En efecto, María aparece sin su esposo José, cosa impensable en una sociedad donde estaba muy mal visto el que un hombre hablase con una mujer en público (por eso se extrañan los apóstoles cuando encuentran a Jesús hablando con una mujer en el Pozo de Sicar (Jn. Cap. 4), hasta el punto que tal acto podía ser motivo de repudio. Solo la viudedad y que Jesús en el ejercicio de sus derechos la acogiese, explicaría la continuada presencia de su Madre, especialmente en el Calvario.
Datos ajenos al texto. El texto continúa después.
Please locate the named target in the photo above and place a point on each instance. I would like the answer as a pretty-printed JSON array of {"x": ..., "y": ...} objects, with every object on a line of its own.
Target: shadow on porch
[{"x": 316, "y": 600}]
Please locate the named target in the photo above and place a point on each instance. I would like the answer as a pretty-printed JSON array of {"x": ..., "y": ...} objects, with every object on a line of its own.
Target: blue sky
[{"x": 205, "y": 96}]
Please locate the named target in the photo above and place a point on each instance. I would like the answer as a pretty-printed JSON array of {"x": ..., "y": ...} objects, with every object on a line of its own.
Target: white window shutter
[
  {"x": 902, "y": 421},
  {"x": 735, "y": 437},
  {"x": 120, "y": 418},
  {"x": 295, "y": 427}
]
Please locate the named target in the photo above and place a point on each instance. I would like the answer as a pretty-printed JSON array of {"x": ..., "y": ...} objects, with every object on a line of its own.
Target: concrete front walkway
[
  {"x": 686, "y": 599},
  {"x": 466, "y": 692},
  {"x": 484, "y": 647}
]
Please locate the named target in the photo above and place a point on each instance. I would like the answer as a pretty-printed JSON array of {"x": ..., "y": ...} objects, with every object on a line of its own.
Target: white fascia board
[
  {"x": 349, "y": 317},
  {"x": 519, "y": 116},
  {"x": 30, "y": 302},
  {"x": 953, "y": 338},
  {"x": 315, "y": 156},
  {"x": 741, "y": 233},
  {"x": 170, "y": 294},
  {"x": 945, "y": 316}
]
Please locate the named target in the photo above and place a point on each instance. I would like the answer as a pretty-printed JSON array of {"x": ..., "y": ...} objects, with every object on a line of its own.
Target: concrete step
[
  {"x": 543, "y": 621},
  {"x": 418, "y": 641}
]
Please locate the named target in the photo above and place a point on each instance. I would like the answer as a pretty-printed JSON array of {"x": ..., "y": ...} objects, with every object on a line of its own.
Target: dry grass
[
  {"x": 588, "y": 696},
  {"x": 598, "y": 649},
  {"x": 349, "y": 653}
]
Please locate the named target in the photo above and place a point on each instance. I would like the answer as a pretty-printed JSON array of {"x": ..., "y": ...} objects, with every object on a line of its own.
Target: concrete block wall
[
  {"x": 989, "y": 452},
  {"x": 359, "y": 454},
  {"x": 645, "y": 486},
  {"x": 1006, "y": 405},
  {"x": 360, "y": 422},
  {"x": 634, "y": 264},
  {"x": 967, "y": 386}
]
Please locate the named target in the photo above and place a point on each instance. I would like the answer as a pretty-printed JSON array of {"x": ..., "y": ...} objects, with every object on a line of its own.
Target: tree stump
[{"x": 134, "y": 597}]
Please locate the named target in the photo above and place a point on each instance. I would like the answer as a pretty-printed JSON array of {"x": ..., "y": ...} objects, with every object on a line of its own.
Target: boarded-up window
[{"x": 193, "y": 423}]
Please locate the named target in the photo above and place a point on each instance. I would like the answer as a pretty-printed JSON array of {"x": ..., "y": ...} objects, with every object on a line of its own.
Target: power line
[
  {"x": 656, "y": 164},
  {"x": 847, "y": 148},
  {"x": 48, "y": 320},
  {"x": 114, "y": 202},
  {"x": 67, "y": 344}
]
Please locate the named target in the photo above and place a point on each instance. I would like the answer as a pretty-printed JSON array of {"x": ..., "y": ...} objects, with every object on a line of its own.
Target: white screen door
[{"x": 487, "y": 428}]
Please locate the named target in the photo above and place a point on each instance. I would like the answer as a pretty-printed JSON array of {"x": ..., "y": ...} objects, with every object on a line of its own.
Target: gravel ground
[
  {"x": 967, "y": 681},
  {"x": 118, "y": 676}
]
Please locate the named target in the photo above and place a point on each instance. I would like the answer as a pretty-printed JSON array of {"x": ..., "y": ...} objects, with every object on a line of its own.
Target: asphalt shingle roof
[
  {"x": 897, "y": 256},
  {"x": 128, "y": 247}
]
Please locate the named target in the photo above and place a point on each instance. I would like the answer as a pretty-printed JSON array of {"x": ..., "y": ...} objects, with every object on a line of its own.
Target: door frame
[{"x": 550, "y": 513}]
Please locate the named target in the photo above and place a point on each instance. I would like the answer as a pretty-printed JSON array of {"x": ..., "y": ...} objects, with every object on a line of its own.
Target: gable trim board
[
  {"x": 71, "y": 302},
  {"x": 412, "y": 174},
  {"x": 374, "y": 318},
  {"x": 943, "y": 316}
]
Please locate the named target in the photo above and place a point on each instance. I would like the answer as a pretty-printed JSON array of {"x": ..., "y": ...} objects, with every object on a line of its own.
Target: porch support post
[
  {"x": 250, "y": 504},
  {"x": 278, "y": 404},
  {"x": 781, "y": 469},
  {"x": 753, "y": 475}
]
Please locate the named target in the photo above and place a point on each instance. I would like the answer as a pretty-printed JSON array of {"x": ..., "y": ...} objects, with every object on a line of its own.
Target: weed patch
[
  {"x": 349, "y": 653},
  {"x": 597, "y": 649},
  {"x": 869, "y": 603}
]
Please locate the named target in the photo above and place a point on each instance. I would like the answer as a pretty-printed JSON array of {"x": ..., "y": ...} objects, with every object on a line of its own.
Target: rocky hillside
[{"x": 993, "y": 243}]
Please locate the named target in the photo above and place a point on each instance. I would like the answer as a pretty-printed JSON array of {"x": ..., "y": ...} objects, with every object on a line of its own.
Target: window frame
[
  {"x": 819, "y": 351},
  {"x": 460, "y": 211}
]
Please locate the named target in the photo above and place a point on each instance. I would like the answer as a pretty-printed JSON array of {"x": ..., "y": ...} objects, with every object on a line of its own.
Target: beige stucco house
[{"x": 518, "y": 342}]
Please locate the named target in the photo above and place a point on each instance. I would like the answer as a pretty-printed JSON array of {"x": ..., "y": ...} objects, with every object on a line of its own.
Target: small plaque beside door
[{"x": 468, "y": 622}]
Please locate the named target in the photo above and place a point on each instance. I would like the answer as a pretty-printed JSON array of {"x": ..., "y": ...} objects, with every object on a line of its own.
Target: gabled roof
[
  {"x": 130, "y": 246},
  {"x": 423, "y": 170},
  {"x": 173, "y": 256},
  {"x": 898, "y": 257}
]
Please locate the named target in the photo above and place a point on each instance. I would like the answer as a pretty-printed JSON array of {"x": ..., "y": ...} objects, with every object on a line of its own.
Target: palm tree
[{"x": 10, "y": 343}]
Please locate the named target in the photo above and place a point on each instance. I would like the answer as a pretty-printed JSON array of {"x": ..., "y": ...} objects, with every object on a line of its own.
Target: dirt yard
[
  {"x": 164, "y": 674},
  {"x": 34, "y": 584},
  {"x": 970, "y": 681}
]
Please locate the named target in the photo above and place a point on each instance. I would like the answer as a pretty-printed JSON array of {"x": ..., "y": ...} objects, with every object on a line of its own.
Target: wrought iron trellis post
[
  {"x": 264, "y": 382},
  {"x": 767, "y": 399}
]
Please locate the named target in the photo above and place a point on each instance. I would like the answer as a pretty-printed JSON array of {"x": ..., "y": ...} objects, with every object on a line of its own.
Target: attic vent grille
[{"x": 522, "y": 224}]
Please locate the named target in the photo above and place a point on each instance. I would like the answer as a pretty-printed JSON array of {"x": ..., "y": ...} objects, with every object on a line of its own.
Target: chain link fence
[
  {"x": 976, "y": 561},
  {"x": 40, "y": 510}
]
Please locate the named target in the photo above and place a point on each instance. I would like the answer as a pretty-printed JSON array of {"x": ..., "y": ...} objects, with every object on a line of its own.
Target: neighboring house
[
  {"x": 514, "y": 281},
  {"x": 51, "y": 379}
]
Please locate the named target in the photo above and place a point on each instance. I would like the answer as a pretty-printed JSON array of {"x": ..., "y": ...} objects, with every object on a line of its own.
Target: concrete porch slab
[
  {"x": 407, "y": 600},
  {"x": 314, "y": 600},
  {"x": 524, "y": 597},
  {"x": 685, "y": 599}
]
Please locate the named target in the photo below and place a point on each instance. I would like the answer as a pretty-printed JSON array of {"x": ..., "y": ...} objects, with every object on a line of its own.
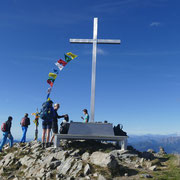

Pues bien, si María era viuda cuando Jesús fue crucificado, no habría explicación razonable para que en la Cruz Jesús confiara a San Juan la custodia de su madre, si como dicen los heresiarcas, tuviera más hermanos de sangre e hijos de María. Lo natural y legal hubiese sido que los otros hijos se hiciesen cargo de su madre cuando el primogénito de los supuestos hermanos muere. Sin embargo, en medio de la agonía, Jesús señala a San Juan como custodio de María. Y ese testamento suyo se cumplió de inmediato; pues  «Y desde aquella hora, el discípulo la recibió en su casa.(Jn 19,27)». No hubo necesidad de que María volviera a Galilea a arreglar sus cosas con sus otros hijos y dejar disposiciones y voluntades que debieran tener en cuenta, porque no tuvo más hijos. Por eso, Ipso facto, luego de la sepultura, el discípulo amado la recibió en su casa. Sabemos también que en el día de Pentecostés junto con los apóstoles, y otras mujeres, estaba María, la Madre de Jesús. Cincuenta días después Juan cuidaba de María.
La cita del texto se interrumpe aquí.